Полина поднялась, и в голосе ее уже явственно звучал гнев:
- Ни псарей, ни рысаков. Разве это достойная партия? - У Полины
брызнули слезы: - Дурачье вы... позапрошлогоднее! - И, натыкаясь на углы
стеклянных горок, буфетов, кресел, кинулась к дверям.
Полина бежала домой в кромешной тьме, проваливаясь в сугробы и
вытаскивая из снега слетавшие с ног туфли-лодочки. Едва отыскала свою
обледенелую сторожку. Бросилась на постель лицом вниз.
"Мамо! Мамочка ридная!.. " попыталась заснуть. Люминал кончился, а без
снотворного -- куда там!..
Порывисто потянулась к тетрадке, записала крупными буквами, поперек
страницы: "Хватит! Я хочу к маме! "
... Первым заметил, что с Полиной худо, Альфред Феликсович Платэ, хотя
ничего в ее университетской жизни не изменилось. Так же жужжал возле нее
мотор, вращая в колбах "мешалки", и в трехгорлых колбах пузырились,
клокотали реакции Гриньяра. Все вещества разгонялись к сроку, и он как
руководитель не имел никаких претензий. Но вдруг увидел, что она вовсе не
та, что вчера. По ее поникшим рукам. Когда это было, чтоб ее сухие узкие
руки, красноватые, шершавые руки лаборантки-химички, лежали на рабочем столе
так вяло и безжизненно?..
Он подошел к Полине и сказал, что геологи привезли гурьевскую нефть,
много образцов. Ее нужно перегнать, определить состав.
Разгонка новой нефти оказалась трудной. Она требовала внимания
неотступного. Ни о чем другом и подумать некогда. Зазеваешься -- выбросит
горячую нефть из колбы. И все начинай сначала.

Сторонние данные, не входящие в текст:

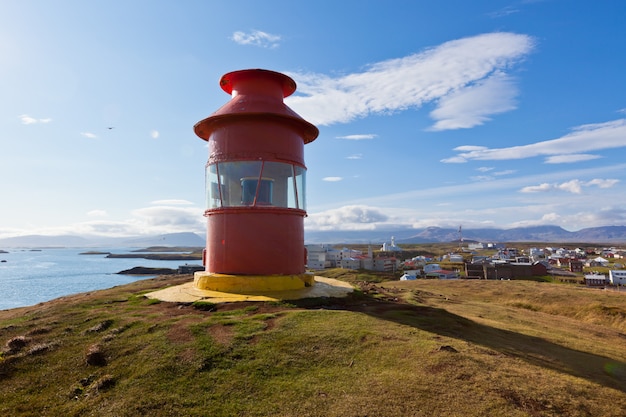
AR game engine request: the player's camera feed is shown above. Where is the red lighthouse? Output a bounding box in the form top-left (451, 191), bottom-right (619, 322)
top-left (194, 69), bottom-right (319, 292)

Но Полина прошла школу Карповского завода. Там аналитической
лабораторией, которая контролировала готовые партии лекарств, руководила
старая женщина, русская немка. Она дрессировала лаборанток с немецким
педантизмом и российской бесшабашностью. Полину, во всяком случае,
вымуштровала так, что та, задерживаясь в лаборатории до полуночи и
перевешивая пробы десяток раз, ставила свой лаборантский номер на готовой
партии тяжелевшей от ответственности рукой.
И сейчас было не легче. Нефть разных глубин. Одна, поводянистее, вела
себя как необъезженный скакун, плескалась, клокотала в колбе и снова
дыбилась вверх нефтяным гейзером. Другая, богатая парафином, застывала в
холодильнике.
"Каждая нефть по-своему с ума сходит", - говаривал Платэ.
Но вот перегнала.. Намного быстрее, чем предполагал Платэ. С внутренним
торжеством положила на его рабочий стол таблицу нефтяных констант.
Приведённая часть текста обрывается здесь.